2.项目区农村集体经济组织。项目区农村集体经济组织是区内农户的组织、代表,担负着维护项目区居民整体利益的功能,同时负责传递土地整治工作相关信息。由于项目区农村集体经济组织属于基层民众组织,相较于拥有行政管理权的地方政府天然具有弱势性。由于权益表达平台的缺失及渠道的不畅,当土地整治活动侵害了集体利益时,基层农村集体经济组织唯一的权益实现路径就是纠集集体成员聚众抗议,不利于社会稳定。另外,现实中多数区域农村集体经济组织代表是虚无的,一般由村民委员会代理。但受当前行政管理体制的影响,村民自治委员会已成会地方政府尤其是乡镇政府的派出机构[14],直接为地方政府服务,在土地整治过程中易受地方政府意志左右。

在强权的地方政府面前,项目区农村集体经济组织属于弱势群体,但面对同等级的其他农村集体经济组织时,这些弱势群体就变成了强者。一般的土地整治项目会涉及多个行政村,涉及多个农村集体经济组织。土地整治过程也是集体土地权属的调整、农田水利工程线路安排、补偿资金分配的过程,此时各农村集体经济组织都是竭尽所能为本集体谋取最大利益。

3.地方政府及相关部门官员。地方政府及相关部门官员同专家学者一样属于社会精英,但其话语权较专家学者强,因为其代表的是位于管理决策层的地方政府。在土地整治过程中,地方政府及相关部门的官员参与土地整治不仅是完成上级领导的托付、履行自己的职责、实现地方政府的权益,更重要的是其政绩、职位升迁都需要土地整治项目的顺利实施来实现。因此地方政府及相关部门官员一般都以积极主动的态度参与土地整治项目,其一言一行也都会体现地方政府利益。但现实中地方政府及相关部门官员作为单个个体,也存在个体利益最大化的需求。因此在土地整治过程中,为谋求个体政绩,很容易把个人意志施加给专家学者及相关技术人员,致使许多“路边工程”的产生,影响土地整治工程的整体功能。

4.项目区村干部。

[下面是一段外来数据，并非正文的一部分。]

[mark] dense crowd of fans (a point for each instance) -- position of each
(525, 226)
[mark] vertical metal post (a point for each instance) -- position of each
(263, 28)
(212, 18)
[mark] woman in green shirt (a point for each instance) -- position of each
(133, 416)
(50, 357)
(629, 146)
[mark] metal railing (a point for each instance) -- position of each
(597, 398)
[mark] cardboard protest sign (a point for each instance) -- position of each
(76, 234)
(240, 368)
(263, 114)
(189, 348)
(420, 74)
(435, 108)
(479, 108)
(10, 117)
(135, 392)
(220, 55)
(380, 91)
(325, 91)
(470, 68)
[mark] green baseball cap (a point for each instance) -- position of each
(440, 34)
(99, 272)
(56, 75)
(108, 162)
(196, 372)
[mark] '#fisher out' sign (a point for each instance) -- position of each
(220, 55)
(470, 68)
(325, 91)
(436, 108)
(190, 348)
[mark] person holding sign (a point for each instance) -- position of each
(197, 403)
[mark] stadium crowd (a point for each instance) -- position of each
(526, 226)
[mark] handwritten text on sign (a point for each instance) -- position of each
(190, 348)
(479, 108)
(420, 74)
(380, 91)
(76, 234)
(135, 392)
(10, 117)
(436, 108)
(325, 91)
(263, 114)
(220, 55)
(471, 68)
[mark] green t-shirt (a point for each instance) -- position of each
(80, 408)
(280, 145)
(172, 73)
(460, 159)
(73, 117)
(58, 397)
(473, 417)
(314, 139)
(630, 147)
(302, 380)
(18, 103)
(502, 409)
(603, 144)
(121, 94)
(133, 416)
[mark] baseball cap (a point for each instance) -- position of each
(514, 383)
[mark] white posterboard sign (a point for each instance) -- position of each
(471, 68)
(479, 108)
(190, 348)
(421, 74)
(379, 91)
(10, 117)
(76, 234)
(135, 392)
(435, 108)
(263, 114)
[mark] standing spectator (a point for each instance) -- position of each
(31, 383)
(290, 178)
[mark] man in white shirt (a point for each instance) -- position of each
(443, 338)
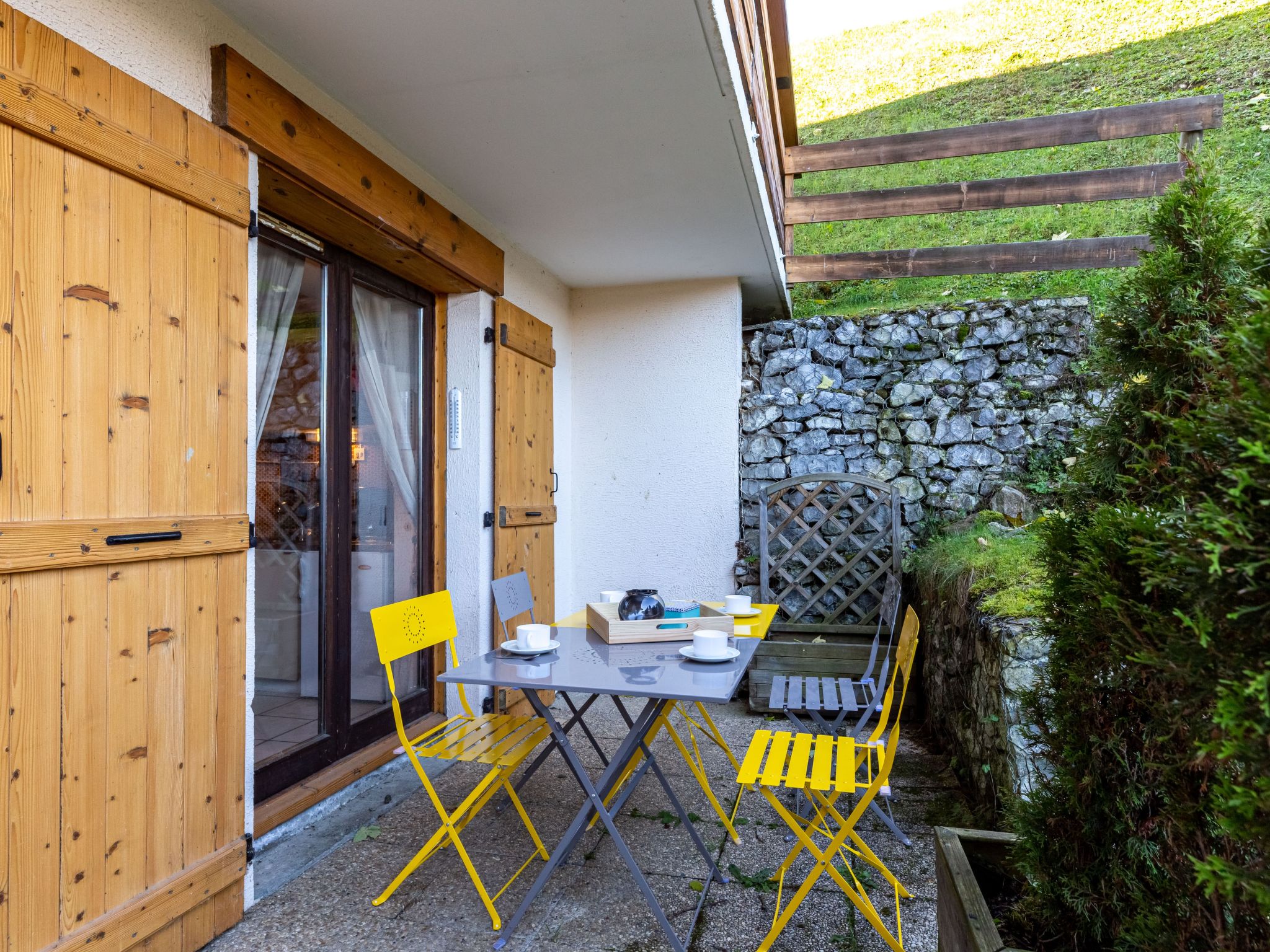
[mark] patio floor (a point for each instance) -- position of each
(593, 904)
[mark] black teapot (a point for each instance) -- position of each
(641, 606)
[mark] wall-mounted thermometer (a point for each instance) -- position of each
(455, 418)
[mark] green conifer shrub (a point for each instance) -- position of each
(1153, 711)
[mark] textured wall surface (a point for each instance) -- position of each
(944, 402)
(655, 382)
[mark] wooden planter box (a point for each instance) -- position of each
(968, 865)
(784, 653)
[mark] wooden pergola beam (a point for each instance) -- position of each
(1072, 254)
(1171, 116)
(986, 195)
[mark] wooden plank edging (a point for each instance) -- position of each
(143, 917)
(42, 113)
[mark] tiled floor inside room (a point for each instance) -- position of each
(285, 721)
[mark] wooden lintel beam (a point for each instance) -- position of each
(316, 214)
(1018, 192)
(1171, 116)
(310, 148)
(46, 115)
(1072, 254)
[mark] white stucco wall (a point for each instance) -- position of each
(655, 382)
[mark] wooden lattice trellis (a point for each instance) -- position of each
(827, 544)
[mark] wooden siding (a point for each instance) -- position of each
(122, 408)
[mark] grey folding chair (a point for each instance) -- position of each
(843, 697)
(513, 597)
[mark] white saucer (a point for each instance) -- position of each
(513, 646)
(714, 659)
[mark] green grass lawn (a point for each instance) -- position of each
(996, 60)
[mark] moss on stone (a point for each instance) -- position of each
(1003, 570)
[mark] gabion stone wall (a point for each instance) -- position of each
(944, 402)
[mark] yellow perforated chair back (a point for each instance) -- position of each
(406, 627)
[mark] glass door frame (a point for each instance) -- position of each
(340, 735)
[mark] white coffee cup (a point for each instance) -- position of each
(533, 635)
(709, 644)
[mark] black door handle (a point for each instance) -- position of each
(143, 537)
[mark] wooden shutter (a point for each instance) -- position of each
(523, 482)
(122, 412)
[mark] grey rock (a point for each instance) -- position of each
(812, 376)
(832, 400)
(762, 448)
(756, 419)
(1014, 503)
(973, 455)
(809, 442)
(785, 361)
(825, 423)
(954, 430)
(980, 368)
(917, 432)
(830, 353)
(910, 488)
(905, 394)
(826, 462)
(849, 334)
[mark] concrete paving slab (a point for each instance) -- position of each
(592, 904)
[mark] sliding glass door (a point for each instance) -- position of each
(342, 461)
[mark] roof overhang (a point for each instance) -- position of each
(602, 138)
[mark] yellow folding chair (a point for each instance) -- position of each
(499, 741)
(825, 769)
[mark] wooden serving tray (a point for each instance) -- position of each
(602, 617)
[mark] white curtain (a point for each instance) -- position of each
(277, 291)
(386, 379)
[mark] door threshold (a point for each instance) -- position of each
(313, 790)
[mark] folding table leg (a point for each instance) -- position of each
(551, 746)
(595, 803)
(675, 801)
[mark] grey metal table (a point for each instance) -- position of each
(585, 663)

现实中农村集体经济组织的代表多由村干部充当,因此村干部应是村民权益的维护者。实际上在土地整治过程中,在土地确权、各种权益的补偿方面,当本集体利益与其他集体利益冲突时,村干部作为本集体的代表经常会努力为本集体谋取更多利益。由于当前村干部的选举及委任直接受到地方政府不同程度的干涉,现在的村民自治委员会带有部分行政色彩,基本是地方政府的派出机构,在这种情况下,村干部已不再是村集体经济组织的代表,而是地方政府的基层工作人员,其参与土地整治工作的目的是实现地方政府意志,体现自己的政绩。同时项目区村干部也是单个个体,同样存在个人利益最大化的需求。在土地整治过程中,若个人权益受到侵害时,其本身具有的三大属性直接导致其利用自己身份的特殊性——官民一体化,直接维护甚至谋取过多利益。

5.项目区农民。项目区农民是土地整治项目区土地的实际承包人和使用人,土地整治活动对项目区农民的利益影响很大。因此,项目区农民应是土地整治项目的核心利益相关者。但从表1可以看出,项目区农民的利益相关者属性表现为“两高一低”:高合法性、高权力性、低紧急性,属于预期型利益相关者。但在本研究中,笔者把项目区农民从预期型利益相关者类调入确定型利益相关者,因为其利益相关者属性的低紧急性是由于当前行政体制的不完善和农民个体的弱势性造成的。实际上利益相关者三大属性是互相联系且动态变化的,当农民个体的权益受到强烈损害时,尽管由于农民个体的弱势性,其意见无法立即传递到并受到土地整治项目管理决策层的重视,但农民个体此时会运用极端的手段(如上访、自杀等)充分发挥自己的高权力性使其利益相关者属性的低紧急性转变为高紧急性来维护自己的权益。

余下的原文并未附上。